Por isso, o exemplo desses dois crimes mostra como a situação é muito mais complexa do que simplesmente aceitar a divulgação de todas as idéias, pois envolve um complexo procedimento de positivação institucionalizado e aceito socialmente, bem como a proteção de valores essenciais a pessoa humana.
Como disse em certa ocasião, não pretendo aqui estabelecer um limite do qual as coisas devem ou não ser dita. Assim, se você vier com exemplos e mais exemplos do que a seu ver não merece uma censura, eu posso muito bem concordar. Você citou o apoio a uma ditadura fascista no país. A ponderação aí seria outra, pois envolveria valores como a liberdade política. Por isso a técnica da proporcionalidade seria aplicada de outra forma, de modo que até poderia chegar à mesma conclusão que você.

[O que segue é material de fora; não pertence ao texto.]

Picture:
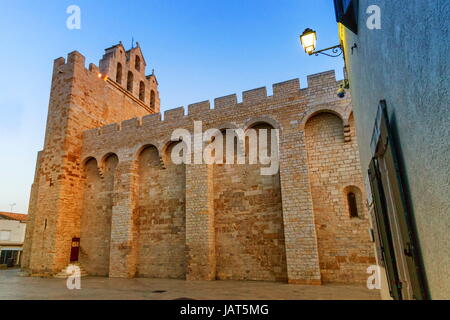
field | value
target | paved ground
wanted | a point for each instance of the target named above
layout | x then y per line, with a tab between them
12	286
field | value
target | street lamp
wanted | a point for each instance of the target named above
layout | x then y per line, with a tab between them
308	40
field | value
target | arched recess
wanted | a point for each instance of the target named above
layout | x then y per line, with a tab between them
344	249
152	99
98	201
137	63
161	216
249	228
321	109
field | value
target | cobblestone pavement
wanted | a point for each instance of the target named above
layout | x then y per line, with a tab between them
12	286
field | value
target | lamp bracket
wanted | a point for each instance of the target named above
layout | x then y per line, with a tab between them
336	51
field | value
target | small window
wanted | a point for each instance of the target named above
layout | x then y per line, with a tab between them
152	99
352	205
137	63
119	73
5	235
130	81
347	13
142	91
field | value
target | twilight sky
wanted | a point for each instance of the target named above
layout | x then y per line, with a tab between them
200	49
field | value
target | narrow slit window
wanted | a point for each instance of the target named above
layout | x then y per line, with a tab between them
352	205
130	81
119	73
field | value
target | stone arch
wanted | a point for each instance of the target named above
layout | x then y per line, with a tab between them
130	80
249	229
119	73
142	91
86	160
356	191
152	99
260	120
331	167
160	216
321	109
98	201
137	63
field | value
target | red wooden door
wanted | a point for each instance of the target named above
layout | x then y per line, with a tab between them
75	250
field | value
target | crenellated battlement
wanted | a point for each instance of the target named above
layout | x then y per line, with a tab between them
321	87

Quando citei Hobbes, quis fazer uma crítica a sua idéia (e até mesmo aquela defendida no texto que você indicou) que as pessoas podem falar o quiser e as ofendidas poderiam se utilizar de seus próprios meios para discordar. Essa idéia é muito perigosa, pois os meios para se defender uma idéia ou discordar dela, estando o Estado, as leis e as instituições alheias a essa defesa, podem reduzir o indivíduo a animalidade de seu estado de natureza, utilizando a força, e privilegiando os mais fortes, seja física ou socialmente. Algumas instituições religiosas ou meios de comunicação podem se utilizar de meios poderosíssimos de manipulação para se defenderem, ou até mesmo ferramentas violentas de afirmação da honra. Por isso eu considero muito mais viável que a defesa desses valores e respostas a idéias absurdas sejam feitas de forma institucionalizada e para tanto considero imprescindíveis que haja leis e instâncias de julgamentos que para tutelar os interesses de forma racional e igualitária.
Quanto a frase de Orwell, vamos coloca-la em seu devido contexto para não darmos a ela uma conotação vulgar. Dizer às pessoas o que elas não querem ouvir, vem mais como um alerta a sairmos da zona de conforto, estimularmos a reflexão crítica e utilizarmos o poder de ação quanto a certas situações políticas e sociais, do que como um direito de sairmos por aí ofendendo-nos e dizendo besteiras sem qualquer finalidade.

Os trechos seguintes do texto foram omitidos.